Only one of the major companies is in the red so far this year: Canadian Pacific Railway. It is one of Mr. Spracklin's top picks, along with Canadian National Railway and Norfolk Southern Corp. U.S. railroads' carload volume growth rose 3.1 per cent in the second quarter, while their Canadian peers' remained flat.

CP, whose stock is down more than 8 per cent this year, has been the worst affected by flooding. The company, which reports earnings on July 27, was the only railway to post a year-on-year volume decline in the second quarter, and flooding is still complicating its operations.

"The key is that underlying demand is strong - and the structural cost reductions CP has achieved over the past two years are real and have only been masked by the recent flooding," Mr. Spracklin said. "We believe share price volatility around the second-quarter results will provide a very attractive buying opportunity."

The consensus forecast is for second-quarter earnings of 80 cents a share, but Mr. Spracklin prefers a more conservative estimate of 70 cents. He has a $72 price target on the stock.

CN recorded the highest volume growth in the second quarter. Its trains also ran among the fastest and spent the least time waiting at terminals, Mr. Spracklin said. He expects management to update investors in its strategy to gain market share and identify opportunities for increasing revenue at its conference call on July 25. He expects it to report earnings per share of $1.28 and has an $81 price target on the stock, which has risen about 13 per cent this year.

CN has a competitive advantage over its peers because of its operating efficiency and improved customer service, according to CIBC analyst Jacob Bout.
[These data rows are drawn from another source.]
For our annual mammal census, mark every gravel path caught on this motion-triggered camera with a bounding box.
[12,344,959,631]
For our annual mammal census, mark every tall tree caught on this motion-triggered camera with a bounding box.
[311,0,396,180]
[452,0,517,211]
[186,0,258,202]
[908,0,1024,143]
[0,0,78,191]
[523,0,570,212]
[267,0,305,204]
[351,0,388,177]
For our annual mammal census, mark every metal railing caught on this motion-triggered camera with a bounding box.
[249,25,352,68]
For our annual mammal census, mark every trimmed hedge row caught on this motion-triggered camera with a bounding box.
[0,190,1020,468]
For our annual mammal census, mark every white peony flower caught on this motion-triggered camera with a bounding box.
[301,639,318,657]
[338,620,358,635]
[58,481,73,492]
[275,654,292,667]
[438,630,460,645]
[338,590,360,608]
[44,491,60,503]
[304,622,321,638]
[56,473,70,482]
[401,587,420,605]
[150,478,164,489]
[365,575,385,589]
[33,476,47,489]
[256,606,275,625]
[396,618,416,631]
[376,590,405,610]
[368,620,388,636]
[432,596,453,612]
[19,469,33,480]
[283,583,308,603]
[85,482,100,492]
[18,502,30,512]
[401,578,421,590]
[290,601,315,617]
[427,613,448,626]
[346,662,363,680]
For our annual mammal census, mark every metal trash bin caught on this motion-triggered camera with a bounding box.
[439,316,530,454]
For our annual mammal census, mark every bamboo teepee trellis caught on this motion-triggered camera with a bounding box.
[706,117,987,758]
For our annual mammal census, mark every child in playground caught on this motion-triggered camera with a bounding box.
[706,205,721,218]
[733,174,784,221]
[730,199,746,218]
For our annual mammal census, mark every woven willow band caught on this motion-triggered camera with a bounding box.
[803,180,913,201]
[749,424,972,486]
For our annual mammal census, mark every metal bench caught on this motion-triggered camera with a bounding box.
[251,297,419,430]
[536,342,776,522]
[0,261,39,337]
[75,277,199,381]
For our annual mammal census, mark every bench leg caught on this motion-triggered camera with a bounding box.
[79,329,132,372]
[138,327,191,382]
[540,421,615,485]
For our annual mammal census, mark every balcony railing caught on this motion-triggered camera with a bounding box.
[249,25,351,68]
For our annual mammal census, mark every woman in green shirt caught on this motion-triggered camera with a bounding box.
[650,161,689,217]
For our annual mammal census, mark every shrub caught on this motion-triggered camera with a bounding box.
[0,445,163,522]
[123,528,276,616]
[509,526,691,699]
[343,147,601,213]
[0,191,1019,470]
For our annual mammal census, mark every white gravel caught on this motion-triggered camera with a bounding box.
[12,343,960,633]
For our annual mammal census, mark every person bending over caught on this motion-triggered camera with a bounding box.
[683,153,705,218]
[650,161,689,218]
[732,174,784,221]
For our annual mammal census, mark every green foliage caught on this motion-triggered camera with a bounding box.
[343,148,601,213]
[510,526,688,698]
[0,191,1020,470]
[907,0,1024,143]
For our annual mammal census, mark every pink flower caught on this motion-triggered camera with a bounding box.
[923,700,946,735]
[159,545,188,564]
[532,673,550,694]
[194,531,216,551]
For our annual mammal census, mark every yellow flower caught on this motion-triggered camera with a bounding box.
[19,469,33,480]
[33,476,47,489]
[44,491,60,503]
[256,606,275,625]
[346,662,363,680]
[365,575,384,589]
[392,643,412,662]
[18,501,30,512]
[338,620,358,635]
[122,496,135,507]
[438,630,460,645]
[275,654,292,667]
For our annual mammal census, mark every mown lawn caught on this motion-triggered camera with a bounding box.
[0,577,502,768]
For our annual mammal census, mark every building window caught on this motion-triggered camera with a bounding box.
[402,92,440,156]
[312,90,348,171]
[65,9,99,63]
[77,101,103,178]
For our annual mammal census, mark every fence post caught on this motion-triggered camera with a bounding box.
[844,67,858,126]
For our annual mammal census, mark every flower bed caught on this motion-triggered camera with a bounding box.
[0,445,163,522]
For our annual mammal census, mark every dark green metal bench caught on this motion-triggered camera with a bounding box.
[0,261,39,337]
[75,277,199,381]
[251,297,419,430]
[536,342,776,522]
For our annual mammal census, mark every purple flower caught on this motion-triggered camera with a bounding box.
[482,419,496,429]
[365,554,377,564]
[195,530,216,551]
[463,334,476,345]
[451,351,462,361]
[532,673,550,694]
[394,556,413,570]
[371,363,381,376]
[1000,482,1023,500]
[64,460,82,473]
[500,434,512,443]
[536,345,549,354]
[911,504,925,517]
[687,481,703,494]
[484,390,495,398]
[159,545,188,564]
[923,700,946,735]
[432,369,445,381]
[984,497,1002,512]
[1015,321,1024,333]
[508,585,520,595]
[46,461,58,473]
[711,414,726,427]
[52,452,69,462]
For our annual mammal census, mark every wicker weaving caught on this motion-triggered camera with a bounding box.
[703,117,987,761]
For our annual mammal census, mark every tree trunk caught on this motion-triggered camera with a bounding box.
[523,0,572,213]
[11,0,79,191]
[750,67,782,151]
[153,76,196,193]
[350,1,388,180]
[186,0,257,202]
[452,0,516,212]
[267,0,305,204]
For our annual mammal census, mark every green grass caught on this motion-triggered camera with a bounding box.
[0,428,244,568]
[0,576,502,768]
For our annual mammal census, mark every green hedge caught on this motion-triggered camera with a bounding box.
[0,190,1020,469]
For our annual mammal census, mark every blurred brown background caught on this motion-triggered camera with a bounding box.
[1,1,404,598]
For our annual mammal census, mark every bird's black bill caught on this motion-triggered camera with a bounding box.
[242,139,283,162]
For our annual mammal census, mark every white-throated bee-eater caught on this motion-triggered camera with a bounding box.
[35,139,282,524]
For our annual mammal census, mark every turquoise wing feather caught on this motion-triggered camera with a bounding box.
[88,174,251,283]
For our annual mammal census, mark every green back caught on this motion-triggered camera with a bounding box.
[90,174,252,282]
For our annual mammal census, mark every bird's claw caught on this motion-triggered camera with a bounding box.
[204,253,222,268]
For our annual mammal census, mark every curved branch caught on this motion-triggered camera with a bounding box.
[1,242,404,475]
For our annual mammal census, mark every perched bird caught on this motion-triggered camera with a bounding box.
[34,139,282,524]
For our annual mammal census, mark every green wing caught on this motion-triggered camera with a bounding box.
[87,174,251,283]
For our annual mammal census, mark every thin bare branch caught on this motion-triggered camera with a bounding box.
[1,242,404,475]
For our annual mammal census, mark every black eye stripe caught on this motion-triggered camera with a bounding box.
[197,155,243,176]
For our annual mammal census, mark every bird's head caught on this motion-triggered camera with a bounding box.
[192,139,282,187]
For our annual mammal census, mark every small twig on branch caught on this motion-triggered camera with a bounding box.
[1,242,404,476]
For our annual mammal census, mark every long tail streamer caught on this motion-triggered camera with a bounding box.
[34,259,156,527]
He expects volume and price increases to outpace North American GDP growth and inflation. The stock is his top pick for the sector, with a target price of $85 and "sector perform" rating.

For Norfolk Southern, the key issue going forward is likely to be pricing, which has been strong in the first half of the year. Its stock has risen about 18 per cent this year. Mr. Spracklin expects earnings of $1.23 a share, just below consensus forecasts of $1.29, and has a $79 (U.S.) price target. It reports earnings on July 26.